Mom’s second healing took even longer. I visited her daily, hoping to see a sign of improvement—it didn’t come. Instead, I received a phone call just hours after I returned home saying she needed urgent surgery for her bed sores. Jim and I raced back to the hospital, calling my brother with the awful news and listening to his insistence that we find a lawyer to sue the bastards. I wasn’t interested in punishing a hospital, I was praying for the return of my healthy, sweet-natured mom.

I got to her room as aides lifted her onto a gurney. We rode the elevator, mom’s hand in mine. In an outer room, mom was told to remove her denture, while another aide covered her lovely silver hair with a paper elastic-band hat. It drooped over her eyes. Two hospital staffers who were chatting about an un-related topic, noticed my toothless, paper-doffed mom and laughed. I took a broad step to place myself between them and my mother. I thought all my focus was on her cure, but in truth, at that moment, my mind and heart wanted them dead.

My mom, although she could have waited out the war at home, worked for the US Army in our fight for a free Europe and against the tyranny of the Japanese Empire. Later, while running her home and raising her children, she cared for her dying mother-in-law and up to her illness, even though she had no connection to Judaism, voluntarily archived for Queensborough Community College’s Kufperberg Holocaust Center. In the six decades, I knew her, she never laughed at another’s misery.
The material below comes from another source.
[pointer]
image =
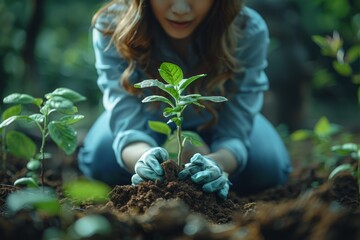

Lyn and I finished our walk, planned for the next day’s activities and parted. I took off my sneakers, re-heated my coffee and wondered what happened to the America of my youth, when our elders were revered and respected. I still don’t know the answer. 

*Like all jobs and careers there are wonderful caring workers and awful ones. Hospitals have their share of bad apples—this story is about a handful in only one.